Mannheimia indoligenes

Scientific classification
- Domain: Bacteria
- Kingdom: Pseudomonadati
- Phylum: Pseudomonadota
- Class: Gammaproteobacteria
- Order: Pasteurellales
- Family: Pasteurellaceae
- Genus: Mannheimia
- Species: M. indoligenes
- Binomial name: Mannheimia indoligenes Christensen et al., 2024

= Mannheimia indoligenes =

- Genus: Mannheimia
- Species: indoligenes
- Authority: Christensen et al., 2024

Species of bacterium

Mannheimia indoligenes is a species of Gram-negative, facultatively anaerobic bacteria in the family Pasteurellaceae. It was first described in 2024 based on a collection of 25 strains belonging to clade V of the genus Mannheimia, primarily isolated from cattle.
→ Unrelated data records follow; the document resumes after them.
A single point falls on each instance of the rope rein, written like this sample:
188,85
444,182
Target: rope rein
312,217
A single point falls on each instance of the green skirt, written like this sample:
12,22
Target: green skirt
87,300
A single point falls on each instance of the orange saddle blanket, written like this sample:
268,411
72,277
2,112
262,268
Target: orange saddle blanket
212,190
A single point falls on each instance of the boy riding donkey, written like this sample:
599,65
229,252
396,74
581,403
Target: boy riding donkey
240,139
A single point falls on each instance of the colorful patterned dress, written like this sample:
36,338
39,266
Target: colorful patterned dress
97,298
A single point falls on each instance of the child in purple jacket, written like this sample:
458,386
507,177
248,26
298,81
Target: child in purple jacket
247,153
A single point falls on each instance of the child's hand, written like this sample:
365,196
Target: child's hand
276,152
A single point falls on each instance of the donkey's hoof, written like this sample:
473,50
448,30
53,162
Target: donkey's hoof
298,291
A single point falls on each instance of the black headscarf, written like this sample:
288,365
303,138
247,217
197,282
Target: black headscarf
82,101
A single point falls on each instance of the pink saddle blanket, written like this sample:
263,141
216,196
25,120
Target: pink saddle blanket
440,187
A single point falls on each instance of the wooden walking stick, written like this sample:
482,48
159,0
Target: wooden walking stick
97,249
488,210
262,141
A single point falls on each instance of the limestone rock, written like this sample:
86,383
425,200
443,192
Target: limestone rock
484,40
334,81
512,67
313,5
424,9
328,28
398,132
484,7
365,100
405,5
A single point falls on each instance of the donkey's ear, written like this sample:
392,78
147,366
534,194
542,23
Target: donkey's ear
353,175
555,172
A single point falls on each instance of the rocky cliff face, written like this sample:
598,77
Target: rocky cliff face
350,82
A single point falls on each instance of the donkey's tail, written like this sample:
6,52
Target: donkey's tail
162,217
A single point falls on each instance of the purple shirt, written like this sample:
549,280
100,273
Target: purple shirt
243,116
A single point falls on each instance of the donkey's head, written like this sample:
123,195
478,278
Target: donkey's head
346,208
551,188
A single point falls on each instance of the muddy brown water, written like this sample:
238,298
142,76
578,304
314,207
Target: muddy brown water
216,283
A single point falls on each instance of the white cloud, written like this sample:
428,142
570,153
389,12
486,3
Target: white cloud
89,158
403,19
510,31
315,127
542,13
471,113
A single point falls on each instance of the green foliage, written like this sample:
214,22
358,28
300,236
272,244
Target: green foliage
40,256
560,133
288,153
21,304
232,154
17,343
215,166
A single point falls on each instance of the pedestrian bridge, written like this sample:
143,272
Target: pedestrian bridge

The type strain, M14.4^{T} (= DSM 116804^{T} = CCUG 77347^{T}), was originally isolated from the tongue of a healthy cow in Scotland between 1959 and 1961. However, other strains included in the species were isolated from a variety of tissues and from cattle with clinical disease. This suggests that M. indoligenes may form part of both the commensal and pathogenic microbiota in cattle.

== Morphology and physiology ==
Mannheimia indoligenes cells are Gram-negative, non-motile rods. They are facultatively anaerobic and non-spore-forming. The bacterium produces indole and displays a distinct fatty acid and polar lipid profile. It uses coenzyme Q-7 as its sole respiratory quinone.

== Pathogenicity ==
Although the type strain was recovered from a healthy animal, several other strains were isolated from cattle with disease. This supports a possible role for M. indoligenes in various infections, though further studies are needed to confirm pathogenic mechanisms and prevalence.